Enfant adultérin et Enfant issu des conventions de mère porteuse

4 – L’analogie avec l’enfant adultérin
La situation des enfants nés de mère porteuse doit être rapprochée de celles des enfants adultérins, dont ils sont d’ailleurs une variété. La loi a renoncé à poursuivre les comportements illicites des adultes en décriminalisant l’adultère, et en refusant sciemment d’incriminer la convention de gestation pour autrui dans les lois de 1994 (pourtant les autres interdictions posées par ces lois sont sanctionnées pénalement). Dans les deux cas, le législateur a estimé que ces comportements peu recommandables n’appelaient pas une réponse pénale. Dans le cas de l’enfant adultérin, on peut faire valoir le souci de protéger la famille légitime. Mais dans le cas de l’enfant issu des conventions de mère porteuse, le refus de l’adoption ne profite à personne. Le propos demande un minimum de justice et de cohérence. Si un comportement est considéré comme moralement et socialement nuisible, ceux sont qui l’adoptent qui doivent être sanctionnés et non pas leurs enfants innocents212.
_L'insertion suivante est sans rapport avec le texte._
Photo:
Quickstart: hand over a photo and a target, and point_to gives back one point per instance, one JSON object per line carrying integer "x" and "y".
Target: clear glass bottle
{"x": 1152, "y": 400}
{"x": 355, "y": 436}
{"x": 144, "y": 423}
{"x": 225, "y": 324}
Avant 1972, l’enfant adultérin ne pouvait pas établir sa filiation. La filiation adultérine ou incestueuse était mal acceptée, elle était même inférieure par rapport à la filiation naturelle simple, du fait qu’elle résultait d’un adultère ou d’un inceste, profondément contraires aux bonnes mœurs. Lors des travaux parlementaires précédents la loi de 1972, M. JOZEAU- MARIGNE, ancien sénateur, critique le système qui « fait payer à des enfants qui ne sont pas responsables du comportement plus ou mois condamnable de leurs parents, le prix de ces agissements, en les privant de tous moyens de subsistance et de leurs droits les plus élémentaires : droit à la filiation, à l’entretien et à l’éducation ». Il rappelle que notre droit a été condamné par les instances de l’Organisation des Nations Unies, comme constituant une discrimination à l’égard d’une certaine catégorie de population, au même titre que les législations basées sur une discrimination raciale213. Le projet de loi cherche à établir une égalité de principe entre toutes les catégories d’enfants.
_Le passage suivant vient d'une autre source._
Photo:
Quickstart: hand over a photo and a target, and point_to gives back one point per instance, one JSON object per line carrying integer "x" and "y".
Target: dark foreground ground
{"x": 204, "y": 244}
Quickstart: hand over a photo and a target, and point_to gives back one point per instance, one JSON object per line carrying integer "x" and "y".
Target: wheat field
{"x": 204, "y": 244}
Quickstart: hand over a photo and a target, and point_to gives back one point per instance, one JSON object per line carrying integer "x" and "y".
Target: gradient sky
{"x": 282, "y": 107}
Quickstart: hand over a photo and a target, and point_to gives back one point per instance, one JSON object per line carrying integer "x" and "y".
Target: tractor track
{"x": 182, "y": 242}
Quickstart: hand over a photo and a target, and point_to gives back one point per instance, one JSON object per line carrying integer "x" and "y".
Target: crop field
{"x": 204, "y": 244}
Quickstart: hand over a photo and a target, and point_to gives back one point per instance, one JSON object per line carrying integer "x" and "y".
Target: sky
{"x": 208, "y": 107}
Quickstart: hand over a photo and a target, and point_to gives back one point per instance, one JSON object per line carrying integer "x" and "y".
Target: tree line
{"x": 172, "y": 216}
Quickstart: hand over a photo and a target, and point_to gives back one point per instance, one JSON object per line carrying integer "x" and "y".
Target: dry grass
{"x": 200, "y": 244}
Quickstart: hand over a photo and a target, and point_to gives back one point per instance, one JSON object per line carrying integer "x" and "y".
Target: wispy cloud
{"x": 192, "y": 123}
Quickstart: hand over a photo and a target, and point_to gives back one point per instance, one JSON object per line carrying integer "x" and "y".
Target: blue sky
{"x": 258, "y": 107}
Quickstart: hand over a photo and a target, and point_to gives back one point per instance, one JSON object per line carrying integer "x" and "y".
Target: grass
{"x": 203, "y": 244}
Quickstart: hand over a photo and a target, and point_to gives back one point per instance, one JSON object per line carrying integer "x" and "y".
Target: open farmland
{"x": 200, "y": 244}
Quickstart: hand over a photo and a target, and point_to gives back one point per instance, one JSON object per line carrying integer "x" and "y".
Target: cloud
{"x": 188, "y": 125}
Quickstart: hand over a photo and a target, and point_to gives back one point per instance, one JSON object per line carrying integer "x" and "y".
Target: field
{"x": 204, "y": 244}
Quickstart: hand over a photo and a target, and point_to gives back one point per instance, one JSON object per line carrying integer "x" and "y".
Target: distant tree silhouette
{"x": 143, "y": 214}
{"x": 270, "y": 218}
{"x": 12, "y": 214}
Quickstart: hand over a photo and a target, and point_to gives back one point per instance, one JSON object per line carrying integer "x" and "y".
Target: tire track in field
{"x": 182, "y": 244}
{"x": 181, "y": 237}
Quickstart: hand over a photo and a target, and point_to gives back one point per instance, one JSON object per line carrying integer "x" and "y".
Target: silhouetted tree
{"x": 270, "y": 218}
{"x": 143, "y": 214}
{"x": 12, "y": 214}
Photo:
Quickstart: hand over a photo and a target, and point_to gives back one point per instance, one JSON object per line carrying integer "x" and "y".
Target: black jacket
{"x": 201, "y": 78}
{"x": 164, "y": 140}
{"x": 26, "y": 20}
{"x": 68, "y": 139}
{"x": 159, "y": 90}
Depuis la loi n°72-3 du 3 janvier 1972, le fait que le père ou la mère soit mariée par ailleurs n’empêche pas d’établir sa filiation. La loi de 1972 représente une révolution : à l’ancienne hiérarchie des filiations, elle substitue l’égalité aux fictions ; à l’hypocrisie du droit antérieur, elle préfère la vérité214. Cette loi a réécrit, au Code civil, le titre de la filiation. Pour la première fois, en effet, le principe était posé de l’égalité des droits entre les enfants, quelle que fut la qualité de leur filiation. M. Maurice BRIAND215, député, énonce que « la loi de 1972 a constitué un incontestable progrès dans le droit de la famille et de la filiation en s’engageant dans la voie d’une plus grande égalité entre les enfants légitimes et les enfants naturels et en supprimant l’infâmante catégorie des enfants adultérins. Elle tendait ainsi à unifier les droits des enfants, quelles que soient les conditions dans lesquelles leur conception était intervenue et quelle que soit, par ailleurs, la situation de leurs parents ». Ainsi expurgé de conceptions moralisatrices, le droit civil de la filiation y gagnait en justice et en équité en prenant davantage en compte l’intérêt des enfants216. Pourquoi l’enfant doit il être puni de l’inconséquence de ceux qui l’ont appelé à la vie ? Pour M. FOYER, ancien ministre, c’est une loi de justice et de vérité, une loi d’égalité des enfants, en leur assurant l’établissement d’une filiation exacte, et de responsabilité de leurs auteurs. Il affirme que « l’Assemblée montrera qu’elle a la résolution de rendre le Droit et la Société non seulement plus généreux mais tout simplement juste »217.
Mais, aujourd’hui, cette égalité entre tous les enfants n’est plus parfaite. L’égalité des filiations n’est pas réelle218 depuis que la science est capable de distinguer la conception et la gestation. Si tous les enfants peuvent établir leur filiation, un enfant a été oublié par le législateur : l’enfant issu d’une convention de gestation pour autrui. Il ne peut établir, en l’état actuel du droit, que sa filiation paternelle. Or, les raisons de fond pour interdire l’établissement du double lien de filiation sont différentes pour l’enfant incestueux et l’enfant issu des conventions de mère porteuse. L’enfant incestueux ne peut établir sa filiation à l’égard des deux parents car le législateur a voulu éviter que ses origines ne figurent, contre son intérêt, dans son acte d’état civil, l’inceste étant totalement contraire aux bonnes mœurs. Mais, concernant l’enfant issu d’une convention de mère porteuse, l’illégalité commise par les parents n’est pas comparable à l’inceste. L’interdiction d’établir la filiation maternelle, dans ce cas, est injuste et dèsormais injustifiée (notamment avec le développement de la procréation médicalement assistée).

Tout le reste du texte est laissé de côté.